Sorbonne University, France
Ziad Zamzami is currently a PhD candidate at the Sorbonne Universités-University of Pierre and Marie Curie (UPMC) in Paris, France and a Member of the Institute of Intelligent Systems and Robotics (ISIR). He holds a Master’s degree in Advanced Systems and Robotics (SAR) from the UPMC. He holds a BSc and MSc in Material Science and Mechanical Engineering from the University of Mulhouse, France in the framework of the joint double degree program with the French University of Egypt. He has participated in several projects including; Fast Autonomous Rover SysTem (FAST) project funded by the French National Research Agency (ANR) and more recently on the FRAUDO Project in partnership with the French Atomic Energy Commission (CEA) and the French Defense Research Projects Agency (DGA). His research interest includes motion planning, trajectory optimization, underactuated robotics and multibody dynamics.

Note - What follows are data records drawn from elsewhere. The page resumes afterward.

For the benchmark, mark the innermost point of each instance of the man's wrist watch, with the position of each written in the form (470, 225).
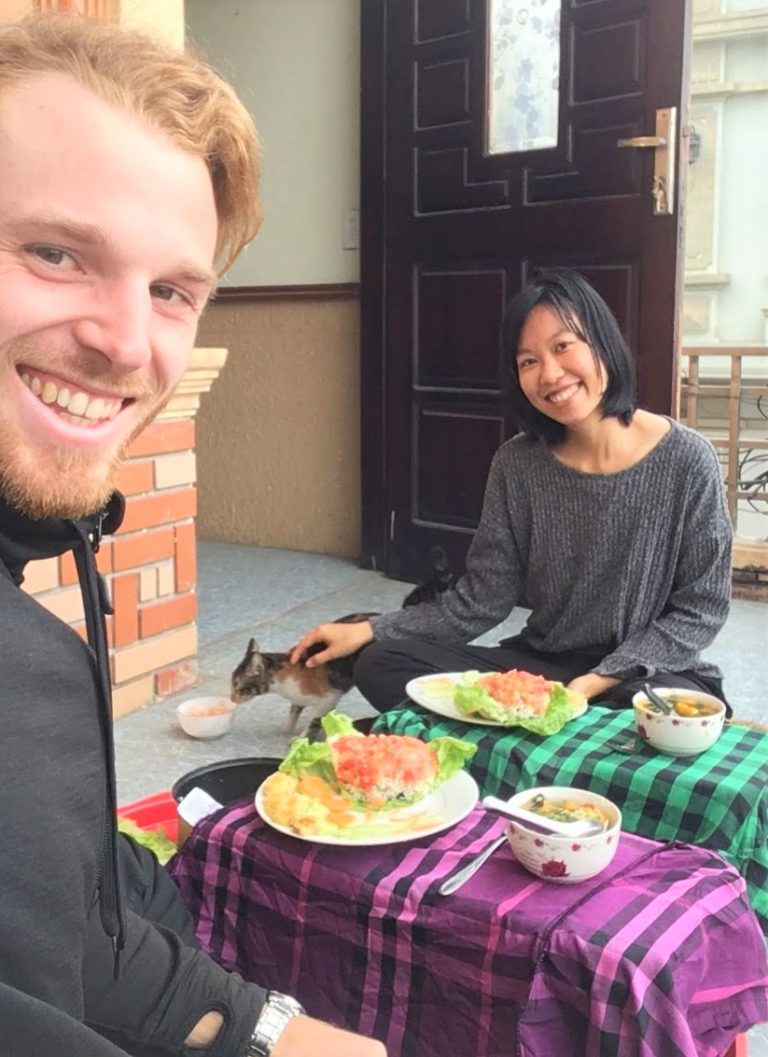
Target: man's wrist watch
(276, 1013)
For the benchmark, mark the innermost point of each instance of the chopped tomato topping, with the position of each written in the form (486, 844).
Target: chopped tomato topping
(381, 760)
(514, 688)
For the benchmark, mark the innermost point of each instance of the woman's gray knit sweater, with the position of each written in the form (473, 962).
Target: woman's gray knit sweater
(637, 562)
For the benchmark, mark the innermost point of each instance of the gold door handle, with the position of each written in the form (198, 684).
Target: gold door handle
(662, 178)
(642, 141)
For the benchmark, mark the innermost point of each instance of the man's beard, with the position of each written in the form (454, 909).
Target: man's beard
(67, 482)
(70, 486)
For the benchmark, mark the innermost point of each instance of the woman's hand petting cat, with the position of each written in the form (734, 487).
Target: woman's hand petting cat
(340, 640)
(592, 684)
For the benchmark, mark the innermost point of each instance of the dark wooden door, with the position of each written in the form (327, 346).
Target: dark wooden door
(450, 234)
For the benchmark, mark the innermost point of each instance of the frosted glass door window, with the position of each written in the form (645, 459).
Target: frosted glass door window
(523, 74)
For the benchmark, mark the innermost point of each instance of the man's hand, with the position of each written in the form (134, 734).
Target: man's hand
(593, 685)
(305, 1037)
(339, 638)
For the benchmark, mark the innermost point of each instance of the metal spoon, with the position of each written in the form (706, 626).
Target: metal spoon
(583, 828)
(456, 879)
(659, 703)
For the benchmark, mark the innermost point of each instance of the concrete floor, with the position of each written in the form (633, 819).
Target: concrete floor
(278, 595)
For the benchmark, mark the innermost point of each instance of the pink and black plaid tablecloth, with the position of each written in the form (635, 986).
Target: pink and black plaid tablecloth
(660, 956)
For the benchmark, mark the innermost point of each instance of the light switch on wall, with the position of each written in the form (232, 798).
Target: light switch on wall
(351, 229)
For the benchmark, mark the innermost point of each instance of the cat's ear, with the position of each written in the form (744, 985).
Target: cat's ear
(439, 558)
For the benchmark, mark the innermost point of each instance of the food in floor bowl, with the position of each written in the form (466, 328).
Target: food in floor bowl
(355, 785)
(694, 724)
(559, 858)
(205, 717)
(517, 698)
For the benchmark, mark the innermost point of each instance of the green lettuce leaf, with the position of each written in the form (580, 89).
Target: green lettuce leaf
(316, 758)
(310, 758)
(156, 840)
(471, 699)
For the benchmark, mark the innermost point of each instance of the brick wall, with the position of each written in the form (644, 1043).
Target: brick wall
(150, 562)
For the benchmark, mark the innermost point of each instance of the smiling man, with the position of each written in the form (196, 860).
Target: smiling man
(129, 180)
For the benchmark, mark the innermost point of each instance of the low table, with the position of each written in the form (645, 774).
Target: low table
(629, 964)
(718, 799)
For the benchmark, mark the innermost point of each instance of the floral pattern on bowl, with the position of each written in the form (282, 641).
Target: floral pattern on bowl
(678, 735)
(559, 858)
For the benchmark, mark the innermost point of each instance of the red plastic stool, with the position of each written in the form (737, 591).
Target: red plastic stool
(737, 1048)
(153, 812)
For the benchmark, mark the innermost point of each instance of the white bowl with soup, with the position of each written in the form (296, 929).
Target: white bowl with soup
(694, 724)
(205, 717)
(564, 860)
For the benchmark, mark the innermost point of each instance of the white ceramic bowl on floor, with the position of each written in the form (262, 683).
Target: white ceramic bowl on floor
(563, 859)
(679, 735)
(206, 717)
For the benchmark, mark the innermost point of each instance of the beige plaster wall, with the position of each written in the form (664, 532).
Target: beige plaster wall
(295, 63)
(278, 436)
(162, 18)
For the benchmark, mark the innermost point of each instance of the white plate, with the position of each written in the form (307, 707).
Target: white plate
(452, 800)
(435, 693)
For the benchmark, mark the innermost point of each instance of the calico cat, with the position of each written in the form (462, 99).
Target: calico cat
(439, 579)
(319, 689)
(316, 689)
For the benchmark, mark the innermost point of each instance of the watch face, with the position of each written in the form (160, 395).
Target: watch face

Humans and animals are capable of overcoming complex terrain challenges with graceful and agile movements. One of the key ingredients for such complex behaviors is motion coordination to exploit their natural dynamics. Sports performers coordinate their action in many different ways to achieve their goals. Coordination is a key feature in highly dynamic maneuvers ranging from the graceful, precise action of an ice dancer to the explosive, physical power of a triple jumper. Lizard coordinates its tail swing to stabilize its dynamic motion over rough terrain. Cheetah can rapidly accelerate and maneuver during the pursuit of its prey by the coordinating of the motion of its tail. Understanding and emulating these motions is one of the long-standing grand challenges in robotics and biomechanics with possible applications in rehabilitation, sport, search-and-rescue, environmental monitoring and security. Despite the existence of powerful tools such as nonlinear trajectory optimization, they are usually treated as black boxes that provide local optimal trajectories. We introduce the Dynamical Coupling Map (DCM), a novel graphical technique, to help gain insight into the output trajectory of the optimization and analyze the capability of underactuated robots. As examples of dynamic maneuvers, the DCM analysis is demonstrated on the swing-up motion of a simplified model of a gymnast on high bar as well as a vertical jump for a high-dimensional humanoid robot with arms swing. The DCM shows graphically and intuitively the pivotal role of exploiting the natural dynamics in order to exceed their physical capacity which is dictated by the input torques limits. We also extend the current posteriori analysis to exploiting the natural dynamics as a priori for guiding motion generation of highly dynamic maneuvers.